ABORDAGEM ARTESANAL, CRÍTICA E PLURAL / ANO 16

América do Sul, Brasil,

segunda-feira, 14 de agosto de 2017

Resistir ao ódio

Bernardo Caprara
Sociólogo e Professor

Na última quinta-feira, voltava da universidade em que trabalho, num ônibus de linha, junto com alunos e alunas. Cansado, consegui um banco para sentar, apesar de o coletivo partir bastante cheio do campus. No meio da viagem, dois rapazes sentados no banco à minha frente se mostravam um meme qualquer. Eram dois homens, brancos, entre os 30 e 40 anos. Olhavam rindo para alguns alunos localizados na parte da frente do ônibus, que conversavam alto sobre os textos que haviam lido na semana. Olhavam rindo e cochichavam alguma coisa.

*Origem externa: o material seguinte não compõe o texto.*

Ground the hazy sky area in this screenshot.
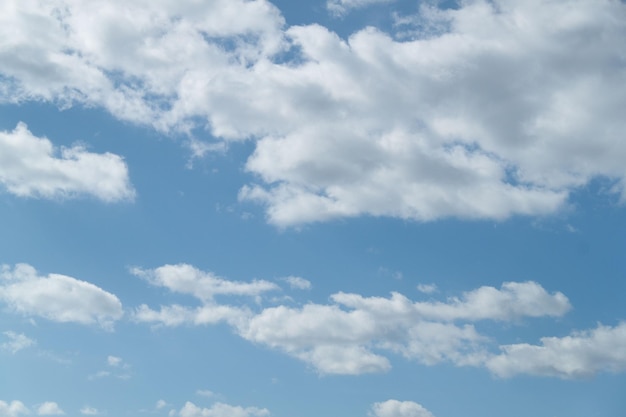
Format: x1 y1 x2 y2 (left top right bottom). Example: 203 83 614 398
1 0 626 416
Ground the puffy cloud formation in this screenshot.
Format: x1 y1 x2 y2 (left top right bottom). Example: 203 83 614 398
133 264 577 375
1 331 35 354
0 123 134 202
1 0 625 226
37 402 65 416
0 264 123 330
370 400 434 417
178 402 269 417
487 322 626 379
0 401 29 417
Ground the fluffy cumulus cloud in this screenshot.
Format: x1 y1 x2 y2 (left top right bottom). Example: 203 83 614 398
37 402 65 416
370 400 434 417
487 322 626 379
0 123 134 202
178 402 269 417
282 276 311 290
0 264 123 330
132 265 578 375
1 331 35 354
1 0 624 226
0 401 29 417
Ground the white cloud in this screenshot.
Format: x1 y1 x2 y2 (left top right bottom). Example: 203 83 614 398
327 0 395 16
133 268 573 375
416 284 437 294
2 0 625 226
282 276 311 290
487 322 626 379
332 281 571 322
36 402 64 416
0 264 123 330
0 123 134 202
80 407 101 416
0 401 29 417
196 391 215 398
370 400 434 417
156 400 168 410
131 264 279 302
178 402 269 417
1 331 35 354
106 356 123 367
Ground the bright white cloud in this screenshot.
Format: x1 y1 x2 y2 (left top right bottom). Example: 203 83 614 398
1 0 625 226
131 264 279 302
0 264 123 330
282 276 312 290
178 402 269 417
0 123 134 202
487 322 626 379
370 400 434 417
156 400 168 410
37 402 64 416
0 401 29 417
1 331 35 354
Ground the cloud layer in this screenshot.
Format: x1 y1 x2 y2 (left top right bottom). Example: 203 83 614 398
0 123 134 202
1 0 625 225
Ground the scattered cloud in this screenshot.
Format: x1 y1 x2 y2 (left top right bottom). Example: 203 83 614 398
90 356 131 380
1 331 35 354
131 264 279 302
196 391 215 398
0 264 123 330
282 276 312 290
327 0 395 16
132 264 576 375
156 400 168 410
370 400 434 417
107 356 123 367
80 407 101 416
178 402 269 417
416 284 437 294
487 322 626 379
0 123 134 202
37 402 65 416
0 401 29 417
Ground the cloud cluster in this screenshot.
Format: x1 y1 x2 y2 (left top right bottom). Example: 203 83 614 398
178 402 269 417
0 401 65 417
0 123 134 202
0 264 123 330
132 263 623 378
1 0 625 225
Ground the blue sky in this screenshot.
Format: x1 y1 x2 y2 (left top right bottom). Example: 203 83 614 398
1 0 626 416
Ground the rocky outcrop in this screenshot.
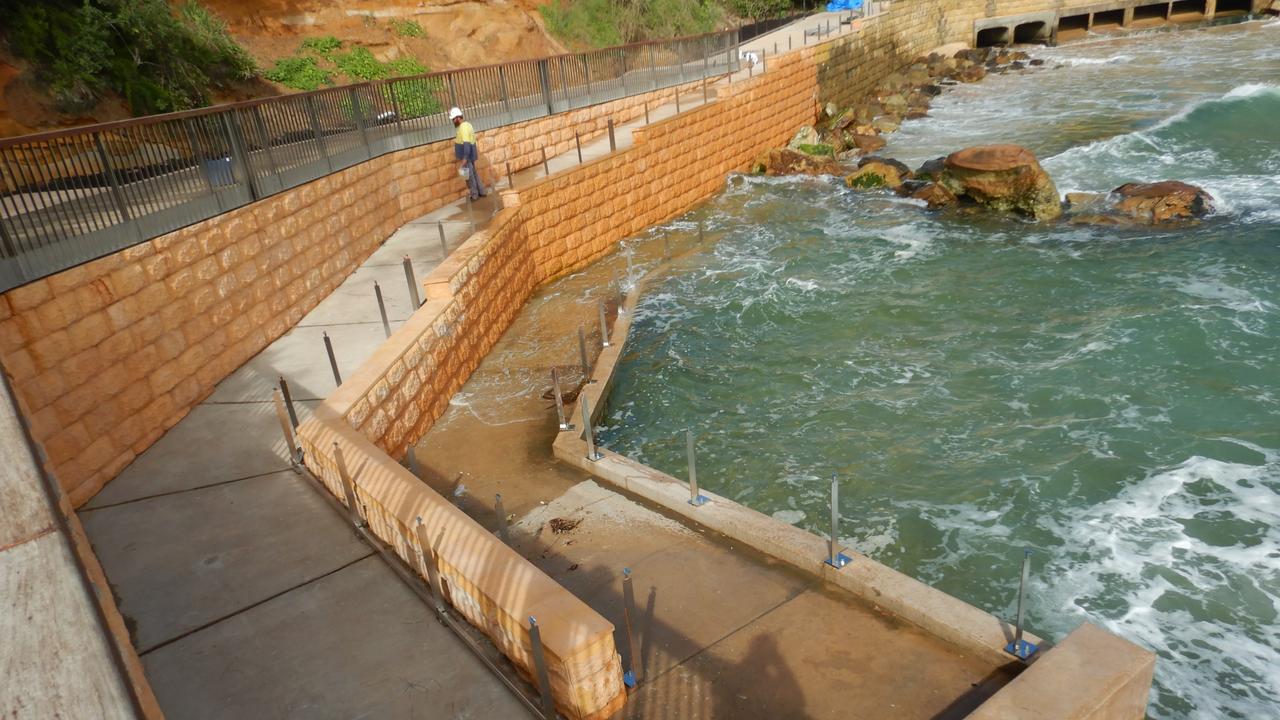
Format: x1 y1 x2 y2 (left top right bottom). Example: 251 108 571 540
1112 181 1215 223
751 147 842 177
940 145 1061 221
908 182 957 209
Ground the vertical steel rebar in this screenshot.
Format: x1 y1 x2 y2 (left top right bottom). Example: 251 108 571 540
551 368 571 430
437 222 449 259
541 146 550 175
414 517 448 614
826 474 850 568
494 493 511 544
402 255 422 308
528 617 558 719
374 281 391 338
278 376 299 429
323 331 342 386
575 132 583 163
333 442 364 527
598 301 610 348
582 396 601 461
272 389 298 462
621 568 639 689
577 325 590 380
687 429 708 506
1004 549 1038 659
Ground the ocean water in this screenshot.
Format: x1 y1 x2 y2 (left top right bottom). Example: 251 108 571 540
597 20 1280 719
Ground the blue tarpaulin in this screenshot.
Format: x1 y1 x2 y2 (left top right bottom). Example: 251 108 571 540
826 0 864 10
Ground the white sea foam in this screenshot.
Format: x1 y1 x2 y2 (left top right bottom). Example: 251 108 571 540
771 509 806 525
1054 53 1134 66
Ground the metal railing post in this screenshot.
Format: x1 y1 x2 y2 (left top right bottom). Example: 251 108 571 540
583 56 594 104
323 331 342 386
647 45 658 91
575 132 583 164
538 59 555 115
607 119 616 152
541 146 550 175
303 95 334 171
250 106 285 190
333 442 365 527
348 85 372 159
498 65 514 123
374 281 391 338
91 132 142 242
437 222 449 259
528 617 559 719
221 111 259 199
447 73 460 112
403 255 422 308
687 430 708 506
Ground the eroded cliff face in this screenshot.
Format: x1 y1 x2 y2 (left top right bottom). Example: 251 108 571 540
0 0 566 137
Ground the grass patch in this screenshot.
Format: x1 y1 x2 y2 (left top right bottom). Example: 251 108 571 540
540 0 724 48
392 19 425 37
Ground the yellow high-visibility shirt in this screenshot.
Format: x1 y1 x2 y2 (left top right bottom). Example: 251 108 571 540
454 121 476 145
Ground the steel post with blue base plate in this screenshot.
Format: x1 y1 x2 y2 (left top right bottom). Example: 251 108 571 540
1005 549 1039 660
686 430 709 506
582 397 603 461
621 568 640 690
826 474 852 568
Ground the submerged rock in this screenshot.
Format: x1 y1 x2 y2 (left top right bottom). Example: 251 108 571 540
751 147 841 177
941 144 1062 221
909 182 958 209
1112 181 1215 223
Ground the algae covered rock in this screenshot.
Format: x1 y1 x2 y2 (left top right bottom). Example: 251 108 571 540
942 144 1062 221
845 159 907 190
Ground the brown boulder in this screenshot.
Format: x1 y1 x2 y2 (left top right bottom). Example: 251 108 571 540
846 160 905 190
1112 181 1215 223
910 182 958 209
942 145 1062 220
845 133 887 154
751 148 842 177
955 65 987 83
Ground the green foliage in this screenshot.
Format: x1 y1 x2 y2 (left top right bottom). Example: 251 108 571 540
264 56 334 91
299 35 343 58
847 171 886 189
0 0 257 114
540 0 723 48
385 57 428 77
796 143 834 156
333 46 386 81
392 19 425 38
725 0 794 19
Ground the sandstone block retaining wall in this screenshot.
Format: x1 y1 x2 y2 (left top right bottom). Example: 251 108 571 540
0 78 706 506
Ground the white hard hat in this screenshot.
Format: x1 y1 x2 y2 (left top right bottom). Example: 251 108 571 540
448 107 463 120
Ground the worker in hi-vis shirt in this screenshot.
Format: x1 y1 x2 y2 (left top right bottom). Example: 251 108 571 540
449 107 484 201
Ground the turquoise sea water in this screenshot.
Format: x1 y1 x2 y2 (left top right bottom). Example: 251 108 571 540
598 21 1280 719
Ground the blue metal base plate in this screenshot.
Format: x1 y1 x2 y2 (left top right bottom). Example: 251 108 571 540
1005 638 1039 660
623 670 637 689
825 552 853 569
689 494 709 507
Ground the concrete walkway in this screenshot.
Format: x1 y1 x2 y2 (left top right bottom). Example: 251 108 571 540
74 70 738 718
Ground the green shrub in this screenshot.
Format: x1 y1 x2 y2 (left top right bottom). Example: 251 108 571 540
0 0 258 114
334 46 386 82
264 56 334 91
540 0 722 48
299 35 343 58
385 57 428 78
392 19 425 37
725 0 794 19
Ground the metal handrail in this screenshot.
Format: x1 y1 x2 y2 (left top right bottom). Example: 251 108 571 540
0 13 826 293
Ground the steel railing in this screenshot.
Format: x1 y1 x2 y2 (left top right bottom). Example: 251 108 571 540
0 28 767 293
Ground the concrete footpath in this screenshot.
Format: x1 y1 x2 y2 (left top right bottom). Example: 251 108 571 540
73 70 732 717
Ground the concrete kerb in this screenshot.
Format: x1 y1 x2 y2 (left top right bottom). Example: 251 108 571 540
552 266 1045 673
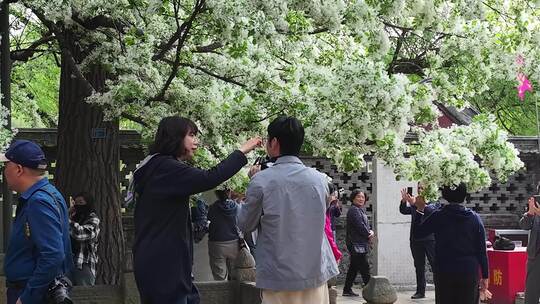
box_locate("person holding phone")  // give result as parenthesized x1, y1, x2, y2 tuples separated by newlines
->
(519, 182, 540, 304)
(238, 116, 338, 304)
(414, 183, 489, 304)
(399, 184, 440, 299)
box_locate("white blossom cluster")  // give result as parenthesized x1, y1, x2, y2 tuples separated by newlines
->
(13, 0, 536, 192)
(0, 99, 15, 151)
(400, 115, 525, 200)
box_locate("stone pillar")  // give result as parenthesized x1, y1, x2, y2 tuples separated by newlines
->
(372, 158, 416, 285)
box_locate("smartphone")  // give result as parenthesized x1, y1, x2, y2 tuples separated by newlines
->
(407, 187, 413, 196)
(534, 195, 540, 206)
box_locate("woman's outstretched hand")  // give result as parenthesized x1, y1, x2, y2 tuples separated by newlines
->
(239, 137, 263, 154)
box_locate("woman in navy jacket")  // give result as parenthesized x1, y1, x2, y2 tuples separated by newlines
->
(132, 116, 261, 304)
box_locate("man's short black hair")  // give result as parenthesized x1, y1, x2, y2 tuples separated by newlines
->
(267, 116, 304, 156)
(441, 183, 467, 204)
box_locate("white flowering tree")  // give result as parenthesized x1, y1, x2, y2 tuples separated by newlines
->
(5, 0, 537, 282)
(0, 101, 13, 149)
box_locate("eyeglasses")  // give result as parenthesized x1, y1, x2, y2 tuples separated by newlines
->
(262, 137, 274, 146)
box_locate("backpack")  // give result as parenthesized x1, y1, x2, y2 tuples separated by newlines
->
(493, 236, 515, 251)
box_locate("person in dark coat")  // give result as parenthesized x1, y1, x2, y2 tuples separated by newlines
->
(519, 182, 540, 304)
(327, 184, 342, 240)
(414, 183, 489, 304)
(343, 189, 373, 297)
(207, 189, 240, 280)
(132, 116, 261, 304)
(399, 185, 440, 299)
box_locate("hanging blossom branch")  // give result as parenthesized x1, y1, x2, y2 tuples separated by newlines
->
(151, 0, 206, 103)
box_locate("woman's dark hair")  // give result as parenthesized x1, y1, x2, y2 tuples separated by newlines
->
(73, 191, 95, 211)
(441, 183, 467, 204)
(72, 191, 96, 223)
(328, 183, 335, 193)
(215, 189, 231, 201)
(328, 183, 339, 199)
(350, 189, 368, 202)
(267, 116, 304, 156)
(149, 116, 199, 157)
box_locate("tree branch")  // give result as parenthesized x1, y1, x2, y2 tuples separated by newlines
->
(121, 113, 149, 127)
(71, 12, 127, 33)
(180, 63, 247, 87)
(391, 59, 427, 76)
(247, 106, 288, 124)
(387, 29, 408, 74)
(32, 9, 96, 95)
(152, 0, 205, 102)
(482, 1, 515, 21)
(496, 108, 513, 133)
(62, 47, 96, 94)
(382, 20, 466, 39)
(309, 27, 329, 34)
(10, 33, 54, 61)
(193, 42, 223, 53)
(152, 0, 206, 61)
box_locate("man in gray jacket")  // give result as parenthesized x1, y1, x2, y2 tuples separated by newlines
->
(519, 183, 540, 304)
(238, 116, 339, 304)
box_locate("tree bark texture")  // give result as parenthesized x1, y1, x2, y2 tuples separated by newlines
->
(54, 32, 124, 285)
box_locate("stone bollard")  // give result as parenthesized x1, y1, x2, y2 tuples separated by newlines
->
(361, 276, 398, 304)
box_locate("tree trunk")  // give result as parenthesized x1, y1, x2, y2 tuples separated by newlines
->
(54, 33, 124, 284)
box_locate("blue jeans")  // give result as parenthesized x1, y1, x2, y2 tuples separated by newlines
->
(7, 287, 23, 304)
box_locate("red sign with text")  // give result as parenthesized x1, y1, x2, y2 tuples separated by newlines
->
(487, 247, 527, 304)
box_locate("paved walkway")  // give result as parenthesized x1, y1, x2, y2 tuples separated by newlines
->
(337, 286, 436, 304)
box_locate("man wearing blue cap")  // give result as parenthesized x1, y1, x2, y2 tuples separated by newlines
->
(2, 140, 73, 304)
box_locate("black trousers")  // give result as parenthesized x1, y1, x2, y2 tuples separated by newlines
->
(435, 272, 478, 304)
(344, 252, 371, 291)
(6, 288, 23, 304)
(411, 240, 436, 294)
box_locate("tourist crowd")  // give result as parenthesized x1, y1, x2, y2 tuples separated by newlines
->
(2, 116, 539, 304)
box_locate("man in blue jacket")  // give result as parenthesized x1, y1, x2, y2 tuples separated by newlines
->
(2, 140, 73, 304)
(399, 185, 439, 299)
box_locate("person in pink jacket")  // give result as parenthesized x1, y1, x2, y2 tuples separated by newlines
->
(326, 184, 342, 262)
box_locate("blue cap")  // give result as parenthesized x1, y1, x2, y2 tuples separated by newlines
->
(0, 140, 48, 170)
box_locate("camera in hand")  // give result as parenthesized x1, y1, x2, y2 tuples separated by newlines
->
(254, 156, 276, 170)
(47, 276, 73, 304)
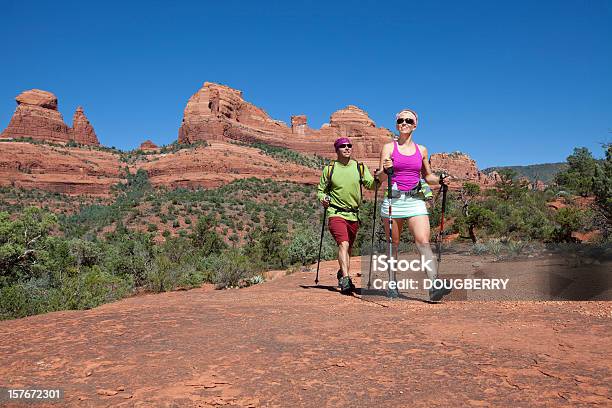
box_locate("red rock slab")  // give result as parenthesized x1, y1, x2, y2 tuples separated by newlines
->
(0, 141, 321, 196)
(0, 142, 122, 196)
(133, 141, 320, 189)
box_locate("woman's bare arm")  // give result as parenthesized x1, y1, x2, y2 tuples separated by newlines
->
(419, 145, 441, 185)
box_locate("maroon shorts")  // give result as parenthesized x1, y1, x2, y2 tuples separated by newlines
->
(328, 216, 359, 248)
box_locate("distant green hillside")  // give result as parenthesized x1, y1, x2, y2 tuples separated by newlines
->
(482, 162, 567, 184)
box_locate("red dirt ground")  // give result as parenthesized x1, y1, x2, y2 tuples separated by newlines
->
(0, 258, 610, 407)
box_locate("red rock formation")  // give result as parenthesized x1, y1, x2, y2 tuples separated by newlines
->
(139, 140, 159, 151)
(547, 199, 567, 210)
(177, 83, 506, 183)
(0, 141, 320, 196)
(329, 105, 375, 129)
(291, 115, 308, 135)
(1, 89, 70, 143)
(0, 142, 122, 195)
(1, 90, 100, 146)
(429, 152, 497, 188)
(69, 106, 99, 146)
(177, 82, 392, 169)
(533, 180, 546, 191)
(571, 230, 601, 243)
(0, 84, 505, 196)
(136, 141, 319, 189)
(16, 89, 58, 108)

De relance, sem querer, vi a frase final que estampava o meme no celular de um dos dois homens brancos: era o sobrenome de um pré-candidato à Presidência da República, cuja plataforma mobiliza o ódio contra negros, homossexuais, defensores dos direitos humanos e etc. Ao lado desse sobrenome, havia “2018 neles!”. A cena seguiu por mais algum tempo: olhavam para os estudantes de humanas, para o meme e gargalhavam e cochichavam. Aquilo me deixou nauseado, profundamente incomodado. Lembrei alguns alunos que passaram pelas minhas aulas, nas diferentes instituições que lecionei. Lembrei aqueles que faziam piadas grosseiras contra mulheres, gays e negros, e como se deixavam seduzir pela retórica do ódio, pela simbologia nazifascista e seus derivados.

Parece que caminhamos para uma nova encruzilhada histórica, porque tudo indica que estavam certos pensadores como Adorno e Foucault, por exemplo, quando alertavam para a persistência da semente fascista no “capitalismo democrático” ou na “pós-modernidade”. De fato, com fanáticos de extrema-direita, organizados em movimentos terroristas, o diálogo precisa dar lugar à resistência. Porém, com jovens que a tudo querem “zoar”, muitas vezes imersos em condições de vida degradantes, o diálogo paciente, a conversa atenta, a apresentação de outros caminhos e símbolos, todo um trabalho de base pode ajudar a quebrar a reprodução da barbárie. Mesmo assim, se a exploração do trabalho seguir na toada neoliberal e a vida perder de vez qualquer sentido, vai ser difícil superar o “inverno” que já é realidade.